Archive for 2008

of codecs and containers

September 8th, 2008

I have been very skeptical about adding options for other codecs in undvd, purely because of the test burden. With a single combination of container and pair of audio/video codecs I can be reasonably confident that I've done enough manual testing (and judging video quality doesn't trivially lend itself to automated testing, sadly) to account for most potential problems.

But at the end of the day it's a question of priorities, and having scratched all the important technical itches by now, if anything this is the right time for it. I got some user feedback recently that set me onto this path. The user was having trouble playing the files encoded in the classical avi+h264+mp3 format on other platforms, and that's when I asked myself how important is it really to have a single format? As long as the default still works well, what's the harm in offering a little customization?

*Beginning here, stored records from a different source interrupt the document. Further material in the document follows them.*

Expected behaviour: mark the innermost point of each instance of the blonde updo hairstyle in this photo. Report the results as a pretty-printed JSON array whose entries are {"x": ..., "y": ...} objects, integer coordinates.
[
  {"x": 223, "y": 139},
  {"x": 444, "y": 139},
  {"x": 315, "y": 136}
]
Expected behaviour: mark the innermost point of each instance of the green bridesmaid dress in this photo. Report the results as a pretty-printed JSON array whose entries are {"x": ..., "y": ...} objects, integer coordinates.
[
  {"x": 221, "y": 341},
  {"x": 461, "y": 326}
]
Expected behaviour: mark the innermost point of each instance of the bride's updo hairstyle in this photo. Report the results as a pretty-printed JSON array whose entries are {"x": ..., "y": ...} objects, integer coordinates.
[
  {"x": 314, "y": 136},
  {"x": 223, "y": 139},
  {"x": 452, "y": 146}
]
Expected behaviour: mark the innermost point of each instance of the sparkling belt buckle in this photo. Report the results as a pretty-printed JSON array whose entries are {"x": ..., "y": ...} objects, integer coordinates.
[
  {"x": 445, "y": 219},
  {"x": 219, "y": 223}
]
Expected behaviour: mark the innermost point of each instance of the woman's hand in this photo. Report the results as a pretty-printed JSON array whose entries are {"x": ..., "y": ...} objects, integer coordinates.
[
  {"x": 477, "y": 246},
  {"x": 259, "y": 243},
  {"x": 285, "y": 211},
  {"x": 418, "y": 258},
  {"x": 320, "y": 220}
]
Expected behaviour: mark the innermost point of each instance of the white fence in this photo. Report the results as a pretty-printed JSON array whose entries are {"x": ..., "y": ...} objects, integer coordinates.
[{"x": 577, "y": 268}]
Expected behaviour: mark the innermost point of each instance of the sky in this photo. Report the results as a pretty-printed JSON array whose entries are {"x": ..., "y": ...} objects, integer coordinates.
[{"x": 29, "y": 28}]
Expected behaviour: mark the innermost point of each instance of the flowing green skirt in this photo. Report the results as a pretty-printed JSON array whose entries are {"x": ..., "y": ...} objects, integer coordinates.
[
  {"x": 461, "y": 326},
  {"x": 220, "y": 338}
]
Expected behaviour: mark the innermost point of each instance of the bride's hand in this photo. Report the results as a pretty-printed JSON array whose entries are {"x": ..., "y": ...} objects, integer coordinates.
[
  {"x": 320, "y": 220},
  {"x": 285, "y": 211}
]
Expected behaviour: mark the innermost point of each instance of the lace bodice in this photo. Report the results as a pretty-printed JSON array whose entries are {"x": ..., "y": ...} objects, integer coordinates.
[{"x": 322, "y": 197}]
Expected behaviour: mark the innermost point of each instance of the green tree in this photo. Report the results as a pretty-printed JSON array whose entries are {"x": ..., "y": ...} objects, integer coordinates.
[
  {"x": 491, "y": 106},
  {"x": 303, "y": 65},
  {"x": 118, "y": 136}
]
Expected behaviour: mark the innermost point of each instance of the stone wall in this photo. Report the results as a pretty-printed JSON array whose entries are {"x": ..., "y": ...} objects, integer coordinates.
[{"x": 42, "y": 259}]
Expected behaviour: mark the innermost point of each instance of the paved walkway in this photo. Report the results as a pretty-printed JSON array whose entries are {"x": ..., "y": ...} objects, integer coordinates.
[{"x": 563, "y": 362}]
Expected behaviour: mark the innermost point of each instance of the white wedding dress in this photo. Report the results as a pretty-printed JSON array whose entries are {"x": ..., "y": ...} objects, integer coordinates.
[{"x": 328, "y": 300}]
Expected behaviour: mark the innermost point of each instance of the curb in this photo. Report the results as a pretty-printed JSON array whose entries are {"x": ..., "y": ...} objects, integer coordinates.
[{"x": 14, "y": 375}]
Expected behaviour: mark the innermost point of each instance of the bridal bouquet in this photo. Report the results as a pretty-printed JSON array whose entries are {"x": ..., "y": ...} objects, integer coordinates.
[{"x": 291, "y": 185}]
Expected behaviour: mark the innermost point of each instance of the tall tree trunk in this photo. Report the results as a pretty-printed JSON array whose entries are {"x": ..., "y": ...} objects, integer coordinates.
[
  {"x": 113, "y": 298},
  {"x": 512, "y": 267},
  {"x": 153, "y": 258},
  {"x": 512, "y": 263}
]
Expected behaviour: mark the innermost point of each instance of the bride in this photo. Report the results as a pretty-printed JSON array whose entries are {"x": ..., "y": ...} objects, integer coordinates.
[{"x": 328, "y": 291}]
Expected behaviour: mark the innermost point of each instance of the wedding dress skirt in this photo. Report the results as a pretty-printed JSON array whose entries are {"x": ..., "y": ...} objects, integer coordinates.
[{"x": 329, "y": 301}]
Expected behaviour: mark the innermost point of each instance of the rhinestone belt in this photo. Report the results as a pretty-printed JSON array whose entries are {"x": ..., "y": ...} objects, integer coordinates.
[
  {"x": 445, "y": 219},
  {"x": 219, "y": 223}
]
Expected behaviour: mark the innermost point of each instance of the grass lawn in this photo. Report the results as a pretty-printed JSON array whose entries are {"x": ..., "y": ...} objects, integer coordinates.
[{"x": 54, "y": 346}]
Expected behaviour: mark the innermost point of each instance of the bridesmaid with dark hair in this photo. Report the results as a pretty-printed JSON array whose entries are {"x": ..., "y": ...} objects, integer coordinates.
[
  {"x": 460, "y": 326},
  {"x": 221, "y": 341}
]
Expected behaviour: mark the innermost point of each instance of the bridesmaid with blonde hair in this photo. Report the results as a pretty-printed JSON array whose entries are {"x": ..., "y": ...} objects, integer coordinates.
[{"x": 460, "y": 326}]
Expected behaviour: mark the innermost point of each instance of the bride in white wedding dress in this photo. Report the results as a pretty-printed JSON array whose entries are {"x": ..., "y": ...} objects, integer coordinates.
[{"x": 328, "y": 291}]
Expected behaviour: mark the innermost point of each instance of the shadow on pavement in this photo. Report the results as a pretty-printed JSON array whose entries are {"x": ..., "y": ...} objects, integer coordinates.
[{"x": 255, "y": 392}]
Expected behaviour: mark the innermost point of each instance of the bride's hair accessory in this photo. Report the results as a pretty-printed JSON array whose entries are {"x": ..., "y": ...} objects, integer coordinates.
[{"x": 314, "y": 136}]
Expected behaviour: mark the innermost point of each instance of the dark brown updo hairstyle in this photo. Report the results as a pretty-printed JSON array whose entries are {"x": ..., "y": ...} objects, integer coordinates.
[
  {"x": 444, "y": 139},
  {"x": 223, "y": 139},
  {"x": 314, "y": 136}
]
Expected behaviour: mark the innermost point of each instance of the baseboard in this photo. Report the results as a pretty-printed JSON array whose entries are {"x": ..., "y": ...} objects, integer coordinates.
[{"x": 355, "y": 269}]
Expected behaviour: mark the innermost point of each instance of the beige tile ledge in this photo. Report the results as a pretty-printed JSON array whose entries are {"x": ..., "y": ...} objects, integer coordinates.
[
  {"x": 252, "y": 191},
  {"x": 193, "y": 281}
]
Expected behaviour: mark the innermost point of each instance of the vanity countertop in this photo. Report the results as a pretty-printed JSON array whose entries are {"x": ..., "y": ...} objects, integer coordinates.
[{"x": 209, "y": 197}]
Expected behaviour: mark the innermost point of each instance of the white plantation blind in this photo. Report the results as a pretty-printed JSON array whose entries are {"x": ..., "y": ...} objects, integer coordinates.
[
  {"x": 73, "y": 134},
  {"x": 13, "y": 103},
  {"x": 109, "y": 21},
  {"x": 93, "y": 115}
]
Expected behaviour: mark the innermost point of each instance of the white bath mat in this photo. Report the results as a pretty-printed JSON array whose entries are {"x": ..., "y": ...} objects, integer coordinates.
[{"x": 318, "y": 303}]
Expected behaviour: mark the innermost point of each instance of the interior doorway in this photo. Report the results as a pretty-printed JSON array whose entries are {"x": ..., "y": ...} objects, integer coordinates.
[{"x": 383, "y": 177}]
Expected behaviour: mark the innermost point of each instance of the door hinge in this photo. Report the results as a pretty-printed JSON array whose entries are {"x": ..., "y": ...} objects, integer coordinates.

Testing is a huge problem, which is why this new feature is considered to be experimental. The most common seems to be bad a/v sync. There is just no way to account for all the possible combinations of codecs and containers, and to maintain an up-to-date document for this as things evolve. So the burden of testing is squarely on the user here (which is quite unfortunate).

The new functionality is available in undvd 0.5 and up. Here's a shot of the new goodness. All these files were encoded from the same dvd title. A 22 minute title was ripped with different containers (represented with different filenames). The audio codec is mostly the same in all cases (mad = mp3), except for 1.mp4 (faad = aac). The video codec is also mostly the same (h264 = avc1), except for 1.flv. The only variation here is the container being set to different values, all the other settings are defaults. You can also witness that some containers are more wasteful than others (given the same a/v streams), but not by a huge amount. (The audio bitrates shown are actually misleading, mplayer seems to give the lowest bitrate in a vbr setting.)

This demo is by no means exhaustive of the full collection of codecs that can be used, for that see the user guide. There is also an option to use the copy codec, which just copies the audio/video stream as is.

coast to coast

September 7th, 2008

So you wanna drive coast to coast huh? That's what people say anyway, "oh how romantic, all those small towns, the landscapes".

Some people have a dream of driving in the US. I guess they relish an exciting drive across the Bible Belt and then desert country.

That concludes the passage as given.